This week I've run into a problem with the MSSEARCH wait type, and I haven't been able to fully diagnose the problem.
The server had been running with no problem for several weeks until the other day, when it suddenly started taking too long for replying to users' requests.
My team and I quickly found the problem to be located at the Full-text Search component, but we had no idea what was causing it. (FTS is a feature heavily used in our workload and we've had no issues with it up until now.)
We tried restarting the MSFTE service, but it wouldn't respond.
As the screenshot above shows, the server was just below 400 Waiting Tasks (normal workload of under 10) and rising.
I didn't have too much time to try and diagnose it before restarting our server because we it was running in production, so I was left only with SQL Server's logs and a couple of MSFTE memory dumps after the full server restart.
I was expecting to be able to have a better understanding of the problem with those, but I wasn't able to acquire much information out of those, so I would be really glad if anyone would offer a pointer or shed some light into this.
All we were able to deduce was that the Full-text Search service had stopped working, but I found no evidence of such a bug on the web, and although it seems to be running ok now, I'd like to really understand what happened and prevent it from happening again.
Thank you.
First of all, that's a screenshot from SSMS 2008 ;)
FTE has very different resources requirements from normal database storage; you should set up remote windows perfcounter capture of at least the following counters:
And a few relevant MSSQL counters, too, although you need a running MSSQL instance to be able to set up capture of those remotely.

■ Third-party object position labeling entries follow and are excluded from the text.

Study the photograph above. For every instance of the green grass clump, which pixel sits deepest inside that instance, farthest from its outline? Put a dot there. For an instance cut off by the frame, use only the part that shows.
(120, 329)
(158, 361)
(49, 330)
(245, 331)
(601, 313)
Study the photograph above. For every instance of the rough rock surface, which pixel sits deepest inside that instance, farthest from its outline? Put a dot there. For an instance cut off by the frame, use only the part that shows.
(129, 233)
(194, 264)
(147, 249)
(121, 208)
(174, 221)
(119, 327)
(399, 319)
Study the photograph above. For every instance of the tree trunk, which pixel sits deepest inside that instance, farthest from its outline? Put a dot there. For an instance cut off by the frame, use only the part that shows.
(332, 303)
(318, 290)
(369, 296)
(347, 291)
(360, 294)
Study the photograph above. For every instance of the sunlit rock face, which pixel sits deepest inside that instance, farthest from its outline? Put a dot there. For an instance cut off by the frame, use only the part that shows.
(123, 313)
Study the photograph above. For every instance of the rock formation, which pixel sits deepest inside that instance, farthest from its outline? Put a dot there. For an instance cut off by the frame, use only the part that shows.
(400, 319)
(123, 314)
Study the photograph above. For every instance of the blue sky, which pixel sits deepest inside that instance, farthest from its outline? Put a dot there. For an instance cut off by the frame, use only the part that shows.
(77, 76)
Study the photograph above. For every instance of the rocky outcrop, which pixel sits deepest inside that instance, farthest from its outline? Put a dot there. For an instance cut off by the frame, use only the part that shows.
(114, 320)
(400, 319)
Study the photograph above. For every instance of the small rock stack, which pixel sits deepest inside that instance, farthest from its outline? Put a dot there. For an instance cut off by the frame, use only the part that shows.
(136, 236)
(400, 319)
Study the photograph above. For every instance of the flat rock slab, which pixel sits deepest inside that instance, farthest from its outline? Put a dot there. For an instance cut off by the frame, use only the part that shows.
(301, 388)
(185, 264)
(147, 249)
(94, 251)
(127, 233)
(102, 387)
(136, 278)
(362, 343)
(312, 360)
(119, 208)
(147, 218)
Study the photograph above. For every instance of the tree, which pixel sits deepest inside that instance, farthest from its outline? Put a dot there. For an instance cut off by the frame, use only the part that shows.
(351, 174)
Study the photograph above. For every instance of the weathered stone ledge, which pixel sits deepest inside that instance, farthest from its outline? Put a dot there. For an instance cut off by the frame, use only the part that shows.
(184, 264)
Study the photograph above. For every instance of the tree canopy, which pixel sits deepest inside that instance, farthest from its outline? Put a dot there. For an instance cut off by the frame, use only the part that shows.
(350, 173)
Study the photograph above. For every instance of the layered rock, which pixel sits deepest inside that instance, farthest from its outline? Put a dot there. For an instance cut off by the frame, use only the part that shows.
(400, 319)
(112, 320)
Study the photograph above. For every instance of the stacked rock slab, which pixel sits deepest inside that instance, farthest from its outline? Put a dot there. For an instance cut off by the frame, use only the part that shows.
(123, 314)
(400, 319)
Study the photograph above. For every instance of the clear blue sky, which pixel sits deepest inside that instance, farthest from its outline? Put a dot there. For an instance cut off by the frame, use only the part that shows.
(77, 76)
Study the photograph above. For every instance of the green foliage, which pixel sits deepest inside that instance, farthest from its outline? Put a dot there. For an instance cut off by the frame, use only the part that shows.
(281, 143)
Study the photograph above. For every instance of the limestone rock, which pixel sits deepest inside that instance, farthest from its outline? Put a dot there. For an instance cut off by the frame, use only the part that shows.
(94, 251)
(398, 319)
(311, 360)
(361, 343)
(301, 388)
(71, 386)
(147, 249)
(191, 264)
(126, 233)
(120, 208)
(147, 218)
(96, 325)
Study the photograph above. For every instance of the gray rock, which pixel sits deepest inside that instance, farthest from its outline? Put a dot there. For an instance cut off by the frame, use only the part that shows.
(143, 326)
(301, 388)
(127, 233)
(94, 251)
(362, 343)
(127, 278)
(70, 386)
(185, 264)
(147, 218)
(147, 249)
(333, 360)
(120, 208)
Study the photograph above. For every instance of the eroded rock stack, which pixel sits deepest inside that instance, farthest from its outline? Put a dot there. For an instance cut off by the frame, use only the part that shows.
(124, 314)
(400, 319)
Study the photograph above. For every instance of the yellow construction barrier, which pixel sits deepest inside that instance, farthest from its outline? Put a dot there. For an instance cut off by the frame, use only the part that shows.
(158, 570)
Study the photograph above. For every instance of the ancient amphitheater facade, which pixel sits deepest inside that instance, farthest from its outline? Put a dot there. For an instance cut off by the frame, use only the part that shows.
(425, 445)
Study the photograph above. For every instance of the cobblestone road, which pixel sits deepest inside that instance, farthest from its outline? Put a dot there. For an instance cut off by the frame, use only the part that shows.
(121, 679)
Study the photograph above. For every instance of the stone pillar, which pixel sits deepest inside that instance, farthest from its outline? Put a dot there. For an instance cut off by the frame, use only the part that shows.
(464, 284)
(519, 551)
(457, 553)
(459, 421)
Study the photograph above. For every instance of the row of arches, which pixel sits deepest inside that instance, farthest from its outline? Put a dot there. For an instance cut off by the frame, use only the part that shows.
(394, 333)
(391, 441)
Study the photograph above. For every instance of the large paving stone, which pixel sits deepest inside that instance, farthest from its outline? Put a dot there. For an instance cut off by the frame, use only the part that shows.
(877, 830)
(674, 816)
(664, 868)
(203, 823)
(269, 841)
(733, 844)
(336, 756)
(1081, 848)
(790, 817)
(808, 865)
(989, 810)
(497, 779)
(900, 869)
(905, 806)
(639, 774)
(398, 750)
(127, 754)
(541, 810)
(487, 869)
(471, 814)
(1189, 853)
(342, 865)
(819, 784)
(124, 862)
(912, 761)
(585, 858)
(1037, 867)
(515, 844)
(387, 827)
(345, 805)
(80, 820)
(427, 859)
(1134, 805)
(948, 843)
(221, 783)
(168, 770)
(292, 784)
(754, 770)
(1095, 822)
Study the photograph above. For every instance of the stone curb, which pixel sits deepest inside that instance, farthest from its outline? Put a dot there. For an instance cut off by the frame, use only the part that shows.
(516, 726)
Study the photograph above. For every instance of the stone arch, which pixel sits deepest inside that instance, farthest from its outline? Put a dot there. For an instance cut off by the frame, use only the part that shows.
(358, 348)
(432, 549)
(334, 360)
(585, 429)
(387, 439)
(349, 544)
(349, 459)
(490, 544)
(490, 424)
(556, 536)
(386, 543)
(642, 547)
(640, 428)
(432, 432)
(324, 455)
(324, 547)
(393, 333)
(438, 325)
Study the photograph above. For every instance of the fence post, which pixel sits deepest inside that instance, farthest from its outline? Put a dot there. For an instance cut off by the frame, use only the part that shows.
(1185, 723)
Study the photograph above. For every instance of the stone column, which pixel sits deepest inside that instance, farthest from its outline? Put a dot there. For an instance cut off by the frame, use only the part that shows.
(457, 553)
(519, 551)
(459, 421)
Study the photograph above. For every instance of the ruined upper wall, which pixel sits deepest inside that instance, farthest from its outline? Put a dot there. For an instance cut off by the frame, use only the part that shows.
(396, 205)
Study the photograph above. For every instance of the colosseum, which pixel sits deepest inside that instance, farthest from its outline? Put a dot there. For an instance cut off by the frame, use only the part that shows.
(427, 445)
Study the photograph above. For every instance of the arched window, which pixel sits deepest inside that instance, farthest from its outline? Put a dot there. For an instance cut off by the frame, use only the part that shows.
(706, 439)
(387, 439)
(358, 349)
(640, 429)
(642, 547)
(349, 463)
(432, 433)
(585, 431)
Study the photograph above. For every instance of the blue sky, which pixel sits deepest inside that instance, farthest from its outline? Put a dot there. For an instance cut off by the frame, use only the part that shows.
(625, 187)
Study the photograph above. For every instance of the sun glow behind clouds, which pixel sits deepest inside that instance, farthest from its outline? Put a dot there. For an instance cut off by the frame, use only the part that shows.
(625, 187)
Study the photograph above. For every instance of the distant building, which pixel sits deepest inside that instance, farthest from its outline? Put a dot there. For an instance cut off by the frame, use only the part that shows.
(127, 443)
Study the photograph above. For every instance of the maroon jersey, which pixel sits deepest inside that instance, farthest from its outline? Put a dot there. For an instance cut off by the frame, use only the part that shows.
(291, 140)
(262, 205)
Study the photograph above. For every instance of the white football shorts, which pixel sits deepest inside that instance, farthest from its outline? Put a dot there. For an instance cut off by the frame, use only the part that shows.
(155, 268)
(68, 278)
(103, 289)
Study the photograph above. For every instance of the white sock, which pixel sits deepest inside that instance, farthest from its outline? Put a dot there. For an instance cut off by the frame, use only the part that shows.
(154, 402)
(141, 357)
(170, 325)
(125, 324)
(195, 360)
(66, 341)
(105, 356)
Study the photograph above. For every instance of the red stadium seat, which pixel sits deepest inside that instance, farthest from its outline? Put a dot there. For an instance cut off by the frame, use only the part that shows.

If you don't have one, you need to create the set on the SQL server and export/import the counters.
Capture this data every minute or so, and any trends will be easy to spot.
We haven't been able to diagnose the problem fully, but we did take measures to avoid this from happening again, and I'd like to document it here.
First, we've setup full-text indexing and full-text catalogs population during periods of low system activity, during database maintenance windows and we no longer leave it to the system to automatically take care of it.
Second, we now keep a closer eye on full-text search services, how they're performing and how much resource FTS is taking. We've documented its usage and we monitor, among others, its files sizes and I/O.
Third, I've setup a couple of alerts so that the operators (DBAs) get notified when something goes wrong (and wrong here is relative. In our case, when FTS starts to use more resources than its supposed to, plus a reasonable threshold.)
So far it hasn't happened again (it's been almost a month since it happened the first time), but in case it does happen we're ready to act, preferably before our users get affected.